# Any MHF member also MCC going to rally at Gandia in March ?



## tonka (Apr 24, 2006)

We will be in Benidorm early March and have noticed a rally with the MCC being held at Gandia 16th-20th March.
Just wondered if any member on here may be going ??
If so might see you there..

http://motorcaravanclubspain.com/id11.html


----------



## Bryandh (Oct 6, 2010)

Not sure if there is a meet in Gandia, but there is one in March at Denia....see link below. Might be fully subscribed.

http://www.motorhomefacts.com/modules.php?name=Rallies&op=display_results&rid=295

Edit: Sorry tonka, mis-read your post and see now that you were asking about MCC rally. BTW stayed at L'alqueira 1st week in Jan, and wild horses would not drag me back..... strange ghostly place, but it was in off season.


----------



## tonka (Apr 24, 2006)

Bryandh said:


> Sorry tonka, mis-read your post and see now that you were asking about MCC rally. BTW stayed at L'alqueira 1st week in Jan, and wild horses would not drag me back..... strange ghostly place, but it was in off season.

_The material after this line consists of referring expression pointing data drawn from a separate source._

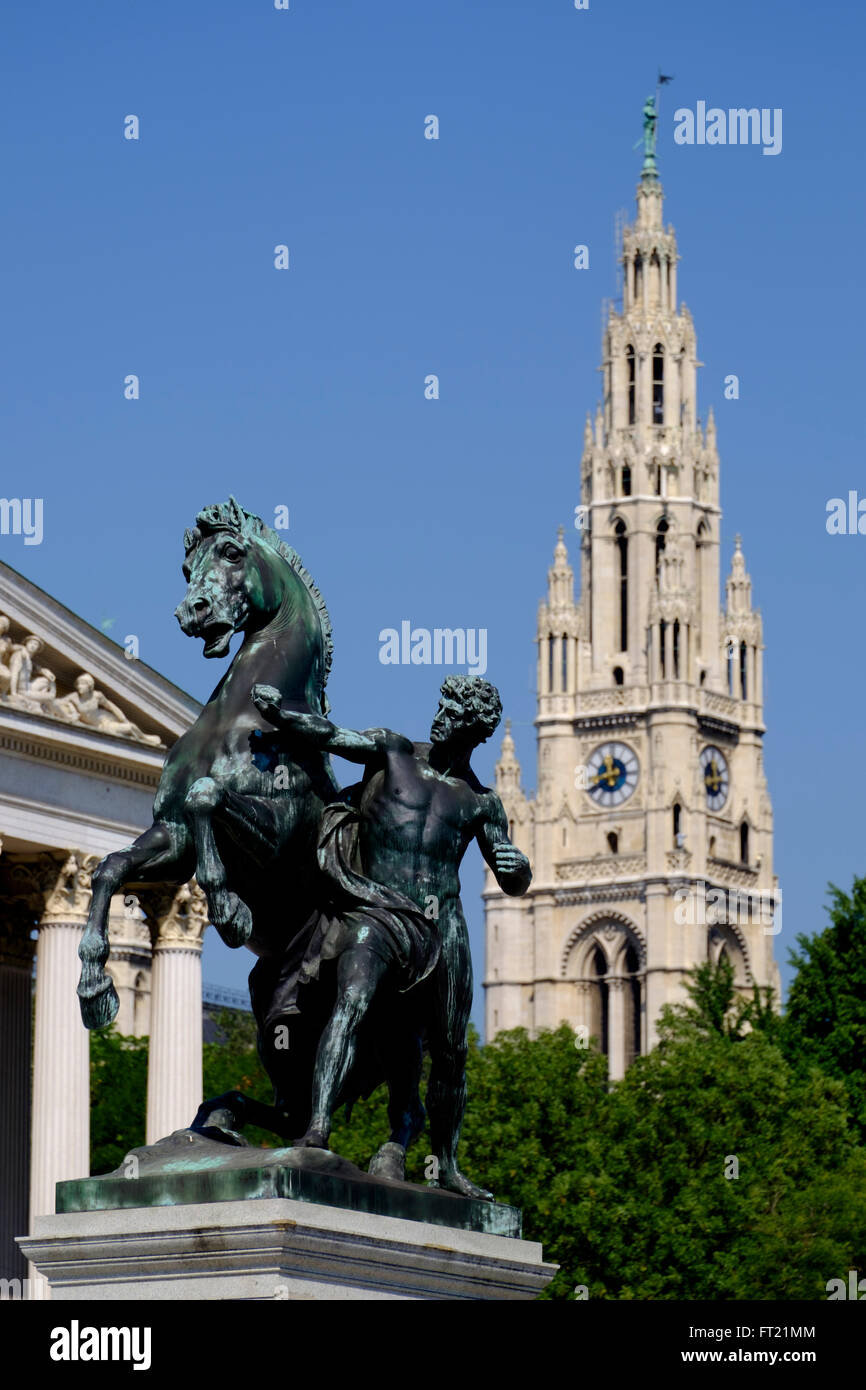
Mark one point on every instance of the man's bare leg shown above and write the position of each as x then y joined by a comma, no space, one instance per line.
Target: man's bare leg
451,1004
359,973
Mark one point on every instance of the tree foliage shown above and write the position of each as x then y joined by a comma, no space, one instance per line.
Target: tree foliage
727,1164
826,1014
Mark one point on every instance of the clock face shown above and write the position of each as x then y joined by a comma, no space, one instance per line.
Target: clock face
612,774
716,779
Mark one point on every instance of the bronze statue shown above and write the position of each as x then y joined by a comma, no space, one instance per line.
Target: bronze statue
398,923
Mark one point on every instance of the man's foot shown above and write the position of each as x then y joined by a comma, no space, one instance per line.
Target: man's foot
389,1162
313,1139
453,1180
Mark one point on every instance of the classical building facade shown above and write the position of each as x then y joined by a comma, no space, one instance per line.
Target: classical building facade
82,738
651,833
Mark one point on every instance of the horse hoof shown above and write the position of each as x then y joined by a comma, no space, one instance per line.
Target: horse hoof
99,1008
389,1162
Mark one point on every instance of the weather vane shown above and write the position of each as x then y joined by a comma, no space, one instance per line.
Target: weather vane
651,124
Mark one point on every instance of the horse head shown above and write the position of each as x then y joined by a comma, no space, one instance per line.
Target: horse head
242,577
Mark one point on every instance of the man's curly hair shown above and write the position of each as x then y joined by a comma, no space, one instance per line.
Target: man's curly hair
480,699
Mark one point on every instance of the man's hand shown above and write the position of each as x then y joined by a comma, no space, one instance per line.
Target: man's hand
510,861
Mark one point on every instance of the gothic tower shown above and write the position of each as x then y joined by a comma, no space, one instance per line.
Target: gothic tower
651,833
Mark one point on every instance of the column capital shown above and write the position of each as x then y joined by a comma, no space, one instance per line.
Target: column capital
59,890
177,916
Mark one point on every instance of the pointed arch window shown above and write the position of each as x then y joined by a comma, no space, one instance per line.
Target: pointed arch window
702,552
658,385
598,1005
622,544
633,1007
660,542
742,672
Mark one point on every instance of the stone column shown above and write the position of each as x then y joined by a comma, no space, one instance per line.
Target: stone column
61,1048
15,1000
174,1068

 :roll: Where's ur glasses.... 

We will be heading back north from Benidorm anyway so it's on our route. May as well pop in and take a look... Ghosts and all..!!


----------



## Bryandh (Oct 6, 2010)

tonka said:


> Bryandh said:
> 
> 
> > Sorry tonka, mis-read your post and see now that you were asking about MCC rally. BTW stayed at L'alqueira 1st week in Jan, and wild horses would not drag me back..... strange ghostly place, but it was in off season.
> ...


If you are in the area and have never pitched up at Camping Calpemar, Calpe, give it a go, great site, think it is in Campsite Reviews... fabulous showers etc.... safe travels.


----------